First Light: The Search for the Edge of the Universe
- First edition
- Author: Richard Preston
- Language: English
- Subject: Astronomy
- Genre: Non-fiction
- Publisher: Atlantic Monthly Press
- Publication date: 1 November 1987
- ISBN: 9780871132000

= First Light (Preston book) =

Book on astronomy and astronomers

First Light: The Search for the Edge of the Universe is a 1987 non-fiction book on astronomy and astronomers by Richard Preston.

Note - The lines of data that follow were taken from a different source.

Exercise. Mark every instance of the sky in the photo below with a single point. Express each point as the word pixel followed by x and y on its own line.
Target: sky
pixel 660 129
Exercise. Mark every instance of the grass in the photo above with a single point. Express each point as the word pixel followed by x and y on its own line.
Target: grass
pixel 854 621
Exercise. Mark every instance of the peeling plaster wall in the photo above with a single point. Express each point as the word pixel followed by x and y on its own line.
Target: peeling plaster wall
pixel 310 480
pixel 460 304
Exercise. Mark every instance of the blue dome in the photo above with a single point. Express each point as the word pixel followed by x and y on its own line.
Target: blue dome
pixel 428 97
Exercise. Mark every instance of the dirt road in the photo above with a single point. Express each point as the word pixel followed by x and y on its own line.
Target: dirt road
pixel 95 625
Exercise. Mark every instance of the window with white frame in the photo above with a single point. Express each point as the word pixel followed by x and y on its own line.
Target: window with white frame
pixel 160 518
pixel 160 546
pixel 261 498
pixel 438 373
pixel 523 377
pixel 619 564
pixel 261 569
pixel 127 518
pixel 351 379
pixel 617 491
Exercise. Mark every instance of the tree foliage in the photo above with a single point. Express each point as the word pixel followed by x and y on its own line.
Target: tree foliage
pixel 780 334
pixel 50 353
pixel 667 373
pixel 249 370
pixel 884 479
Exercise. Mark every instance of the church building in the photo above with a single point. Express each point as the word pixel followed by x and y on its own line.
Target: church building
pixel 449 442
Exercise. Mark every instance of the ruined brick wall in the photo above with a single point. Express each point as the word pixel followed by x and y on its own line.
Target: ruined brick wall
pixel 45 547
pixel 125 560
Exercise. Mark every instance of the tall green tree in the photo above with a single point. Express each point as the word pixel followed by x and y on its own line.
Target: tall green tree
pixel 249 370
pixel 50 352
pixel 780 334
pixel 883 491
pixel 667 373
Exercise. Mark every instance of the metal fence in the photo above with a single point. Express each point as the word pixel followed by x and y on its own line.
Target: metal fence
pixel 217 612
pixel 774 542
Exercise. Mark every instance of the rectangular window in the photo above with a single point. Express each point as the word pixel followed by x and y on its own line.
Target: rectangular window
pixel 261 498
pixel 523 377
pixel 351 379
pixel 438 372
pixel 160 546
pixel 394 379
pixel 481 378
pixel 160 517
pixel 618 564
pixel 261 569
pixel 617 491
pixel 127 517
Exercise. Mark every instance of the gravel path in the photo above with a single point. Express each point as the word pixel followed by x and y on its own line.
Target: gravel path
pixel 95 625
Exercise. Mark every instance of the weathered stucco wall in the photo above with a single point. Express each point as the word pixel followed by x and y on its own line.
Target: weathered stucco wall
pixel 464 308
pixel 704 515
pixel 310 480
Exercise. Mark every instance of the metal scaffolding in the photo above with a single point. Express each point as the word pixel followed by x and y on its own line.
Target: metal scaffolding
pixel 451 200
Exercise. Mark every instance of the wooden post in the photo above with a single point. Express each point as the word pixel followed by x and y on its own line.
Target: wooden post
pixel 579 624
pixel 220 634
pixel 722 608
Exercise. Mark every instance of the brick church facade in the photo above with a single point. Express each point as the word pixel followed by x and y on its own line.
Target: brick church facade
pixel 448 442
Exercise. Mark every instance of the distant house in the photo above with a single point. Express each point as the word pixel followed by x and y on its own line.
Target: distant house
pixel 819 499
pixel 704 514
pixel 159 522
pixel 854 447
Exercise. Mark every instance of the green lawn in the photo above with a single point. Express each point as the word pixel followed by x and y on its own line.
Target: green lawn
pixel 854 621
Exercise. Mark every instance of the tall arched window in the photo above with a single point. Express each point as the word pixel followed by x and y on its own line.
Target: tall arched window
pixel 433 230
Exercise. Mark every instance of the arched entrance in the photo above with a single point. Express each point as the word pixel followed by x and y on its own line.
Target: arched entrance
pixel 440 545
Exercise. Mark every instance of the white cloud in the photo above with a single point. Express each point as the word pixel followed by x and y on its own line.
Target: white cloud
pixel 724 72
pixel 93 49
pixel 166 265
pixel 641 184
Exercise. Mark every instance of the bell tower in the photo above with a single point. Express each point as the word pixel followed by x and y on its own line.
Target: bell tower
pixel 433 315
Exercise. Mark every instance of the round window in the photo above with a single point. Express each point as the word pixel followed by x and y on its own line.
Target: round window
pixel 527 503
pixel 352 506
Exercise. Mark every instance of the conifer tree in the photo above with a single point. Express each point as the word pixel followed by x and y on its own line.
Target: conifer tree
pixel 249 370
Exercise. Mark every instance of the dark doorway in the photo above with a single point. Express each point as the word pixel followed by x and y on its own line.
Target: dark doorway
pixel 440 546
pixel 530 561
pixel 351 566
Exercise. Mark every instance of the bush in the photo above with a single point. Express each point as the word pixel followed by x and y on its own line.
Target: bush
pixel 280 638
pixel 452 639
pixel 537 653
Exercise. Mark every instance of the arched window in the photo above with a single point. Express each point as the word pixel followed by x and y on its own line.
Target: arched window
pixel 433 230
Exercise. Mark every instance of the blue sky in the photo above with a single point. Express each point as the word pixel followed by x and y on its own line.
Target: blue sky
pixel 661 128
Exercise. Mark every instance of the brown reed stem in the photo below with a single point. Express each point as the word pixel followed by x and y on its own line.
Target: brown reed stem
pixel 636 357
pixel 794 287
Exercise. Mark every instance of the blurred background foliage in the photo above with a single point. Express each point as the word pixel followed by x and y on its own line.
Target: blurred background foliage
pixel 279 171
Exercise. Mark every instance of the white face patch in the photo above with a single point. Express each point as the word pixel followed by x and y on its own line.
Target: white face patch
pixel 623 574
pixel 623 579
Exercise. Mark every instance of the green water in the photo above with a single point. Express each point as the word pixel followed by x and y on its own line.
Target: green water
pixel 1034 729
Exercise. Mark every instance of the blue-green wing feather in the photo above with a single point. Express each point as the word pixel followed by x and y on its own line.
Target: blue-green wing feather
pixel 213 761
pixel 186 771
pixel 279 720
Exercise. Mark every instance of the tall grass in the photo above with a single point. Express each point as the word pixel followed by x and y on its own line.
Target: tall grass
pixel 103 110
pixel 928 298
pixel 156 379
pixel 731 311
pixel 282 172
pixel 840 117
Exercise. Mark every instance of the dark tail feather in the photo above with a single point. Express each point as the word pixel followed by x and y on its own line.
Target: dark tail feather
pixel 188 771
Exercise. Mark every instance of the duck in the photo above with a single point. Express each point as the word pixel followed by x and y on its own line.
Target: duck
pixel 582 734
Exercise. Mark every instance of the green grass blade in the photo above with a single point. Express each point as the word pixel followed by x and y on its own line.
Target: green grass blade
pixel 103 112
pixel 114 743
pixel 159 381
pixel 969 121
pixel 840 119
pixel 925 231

The title refers to the astronomical term first light, which is when a telescope is first used to take an astronomical image after it has been constructed. First light also refers to the moment when stars and galaxies first formed out of a dark universe.

== Content ==
The central character of First Light is the Hale Telescope on Palomar Mountain, which was the world's biggest telescope for more than three decades. Preston describes its history and technical details, and he profiles many of the people involved in astronomical research at Palomar. First Light portrays astronomers scanning the Solar System for minor planets and those seeking the outermost astronomical objects in universe. It describes historical events such as the discovery of quasars and celebrates the scientists' joy in their endeavors, their obsessions and even their thoughts.

== Structure ==
The book is structured as follows.

- Foreword: To Readers and Teachers
- Part 1: Big Eye
- Part 2: The Shoemaker Comets
- Part 3: Gadgeteers
- Part 4: Discoveries
- (List of) Main Characters
- Glossary
- Credits

First Light provides neither an index nor a bibliography.

== Criticism ==
As of today, some of the astronomical approaches and views are out of date. However, First Light is considered one of the best books written about astronomers.

== Awards ==
- First Light won the 1988 American Institute of Physics award in science writing.
- Carolyn Shoemaker, who was a subject of First Light, named an asteroid 3792 Preston.